Sixty Minute Spectrum on the Hayward Gallery roof is all about timing, as the roof pyramids run through the rainbow every hour
No watch, phone out of charge but need to know the time? Not a problem for anyone within sight of the Hayward Gallery on London’s Southbank. Thanks to a lighting installation by artist David Batchelor, you can get a good idea just by looking at the colour of its distinctive pyramid roof lights. Red? Then it’s on the hour. Yellow heading towards green? That’s quarter past. Purple heading for red? It must be quarter to. Regulars to the area can learn to fine-tune their time estimations further as the colour blends through the rainbow during the Sixty Minute Spectrum repeated sequence, which in effect turns the gallery roof into a colour clock. With the benefit of his inside knowledge, Batchelor reckons he can judge the time to within five minutes just by looking at the hue of the roof lights.
The installation was commissioned to mark the imminent re-opening of the Hayward after a refurbishment by Feilden Clegg Bradley Studios which involved replacing the 66 roof lights in order to let natural light into the upper galleries for the first time. Batchelor quickly saw the potential of using the new roof lights, which incorporate programmable LED lighting, for the new commission.

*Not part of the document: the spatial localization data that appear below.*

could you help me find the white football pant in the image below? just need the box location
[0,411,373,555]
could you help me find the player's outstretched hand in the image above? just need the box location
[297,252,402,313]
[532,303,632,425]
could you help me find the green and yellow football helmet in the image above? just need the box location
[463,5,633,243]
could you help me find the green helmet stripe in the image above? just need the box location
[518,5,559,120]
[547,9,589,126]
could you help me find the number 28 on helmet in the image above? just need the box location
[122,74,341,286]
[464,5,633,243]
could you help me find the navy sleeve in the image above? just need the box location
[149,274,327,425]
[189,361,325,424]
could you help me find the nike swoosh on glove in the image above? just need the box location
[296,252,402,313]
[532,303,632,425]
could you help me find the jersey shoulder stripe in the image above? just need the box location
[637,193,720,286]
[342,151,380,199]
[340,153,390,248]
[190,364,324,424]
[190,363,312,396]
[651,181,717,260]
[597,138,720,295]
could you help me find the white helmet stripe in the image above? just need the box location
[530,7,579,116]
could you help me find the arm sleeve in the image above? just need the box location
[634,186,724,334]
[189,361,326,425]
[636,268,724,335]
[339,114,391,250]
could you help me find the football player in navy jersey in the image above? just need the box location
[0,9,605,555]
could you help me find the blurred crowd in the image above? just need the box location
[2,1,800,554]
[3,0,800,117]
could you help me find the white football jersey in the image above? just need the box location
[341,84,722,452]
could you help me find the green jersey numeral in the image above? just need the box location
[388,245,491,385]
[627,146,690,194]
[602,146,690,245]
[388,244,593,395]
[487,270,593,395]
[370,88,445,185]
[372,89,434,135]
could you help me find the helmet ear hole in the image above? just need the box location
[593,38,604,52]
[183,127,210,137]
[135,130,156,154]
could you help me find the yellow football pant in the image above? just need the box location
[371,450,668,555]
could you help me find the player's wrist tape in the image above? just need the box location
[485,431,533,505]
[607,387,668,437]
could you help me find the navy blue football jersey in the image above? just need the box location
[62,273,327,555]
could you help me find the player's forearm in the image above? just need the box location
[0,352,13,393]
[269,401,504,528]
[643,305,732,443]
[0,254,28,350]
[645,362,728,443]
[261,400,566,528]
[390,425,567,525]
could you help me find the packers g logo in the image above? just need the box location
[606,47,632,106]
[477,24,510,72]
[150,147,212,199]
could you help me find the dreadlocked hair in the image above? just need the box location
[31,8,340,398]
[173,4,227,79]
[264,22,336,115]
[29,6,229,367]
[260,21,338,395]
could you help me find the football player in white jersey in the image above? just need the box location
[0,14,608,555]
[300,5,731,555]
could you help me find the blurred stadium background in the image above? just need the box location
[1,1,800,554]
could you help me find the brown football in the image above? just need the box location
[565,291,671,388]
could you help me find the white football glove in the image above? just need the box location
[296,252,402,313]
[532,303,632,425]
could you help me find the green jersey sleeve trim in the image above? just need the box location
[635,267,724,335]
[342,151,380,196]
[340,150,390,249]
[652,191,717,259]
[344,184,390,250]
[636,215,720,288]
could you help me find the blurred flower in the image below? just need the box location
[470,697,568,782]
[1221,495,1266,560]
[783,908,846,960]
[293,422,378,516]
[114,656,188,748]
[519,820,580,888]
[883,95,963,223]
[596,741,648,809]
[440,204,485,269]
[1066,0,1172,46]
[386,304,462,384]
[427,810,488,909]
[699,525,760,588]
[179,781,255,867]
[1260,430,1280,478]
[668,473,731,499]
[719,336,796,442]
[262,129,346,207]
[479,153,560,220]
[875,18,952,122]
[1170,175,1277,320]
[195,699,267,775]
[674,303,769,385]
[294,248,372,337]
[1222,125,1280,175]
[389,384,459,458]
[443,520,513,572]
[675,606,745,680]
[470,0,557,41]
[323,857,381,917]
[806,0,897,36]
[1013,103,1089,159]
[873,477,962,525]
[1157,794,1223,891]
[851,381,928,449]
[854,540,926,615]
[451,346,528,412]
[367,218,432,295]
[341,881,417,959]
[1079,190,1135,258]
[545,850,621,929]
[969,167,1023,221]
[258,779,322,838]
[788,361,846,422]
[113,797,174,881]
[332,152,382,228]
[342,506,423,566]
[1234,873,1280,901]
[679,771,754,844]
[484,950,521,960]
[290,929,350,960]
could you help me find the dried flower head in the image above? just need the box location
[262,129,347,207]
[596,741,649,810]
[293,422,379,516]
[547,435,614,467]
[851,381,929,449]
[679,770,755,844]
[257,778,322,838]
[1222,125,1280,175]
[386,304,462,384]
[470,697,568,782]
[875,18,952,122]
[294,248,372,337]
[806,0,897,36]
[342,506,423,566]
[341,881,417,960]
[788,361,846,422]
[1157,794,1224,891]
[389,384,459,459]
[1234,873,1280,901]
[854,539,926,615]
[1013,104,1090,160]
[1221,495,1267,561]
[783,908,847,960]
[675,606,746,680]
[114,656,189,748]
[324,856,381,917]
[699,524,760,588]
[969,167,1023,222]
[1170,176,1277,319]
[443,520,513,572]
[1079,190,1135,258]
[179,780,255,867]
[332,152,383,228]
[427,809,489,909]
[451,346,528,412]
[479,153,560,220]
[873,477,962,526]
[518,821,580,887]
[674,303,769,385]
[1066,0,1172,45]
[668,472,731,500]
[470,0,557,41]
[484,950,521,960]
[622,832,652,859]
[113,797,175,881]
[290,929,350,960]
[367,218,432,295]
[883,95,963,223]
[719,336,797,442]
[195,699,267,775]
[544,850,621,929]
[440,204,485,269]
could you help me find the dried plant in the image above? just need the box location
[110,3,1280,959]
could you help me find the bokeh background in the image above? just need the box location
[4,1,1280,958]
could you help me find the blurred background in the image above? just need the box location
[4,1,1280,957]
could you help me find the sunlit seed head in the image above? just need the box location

‘It’s an allusion to the tradition of clocks on large buildings,’ he says. ‘There’s a lot of competition for light in the area so it had to be something quite simple and direct. I thought I’d have all the roof lights in one colour but gradually moving through the spectrum throughout the hour. There’s a gentleness to it with a continuous flow and no sharp edges.’
According to Batchelor, the architectural qualities of the Hayward and the rest of the Southbank Centre are well suited to such illumination projects.
‘A dark concrete block is an incredible counterpoint for a vivid lighting installation. I think the Hayward is a fantastic building and the Southbank is among the best architecture in London,’ he says.
He was keen to avoid the type of illuminations that inadvertently diminish the host building. Instead of distracting, he says, they should amplify the building’s qualities.
Batchelor has a particular interest in exploring urban colour in his work.
‘I want to rescue colour from advertising and make it its own thing – colour advertises itself, not a product,’ he says.
He enjoys how the Hayward Gallery installation draws attention to changing light conditions throughout the day by becoming more and more visible as the light fades before receding again with the advance of daylight. Sixty Minute Spectrum is currently running 24 hours a day until January 24 – the day before the gallery reopens. After that, the installation will run outside gallery hours.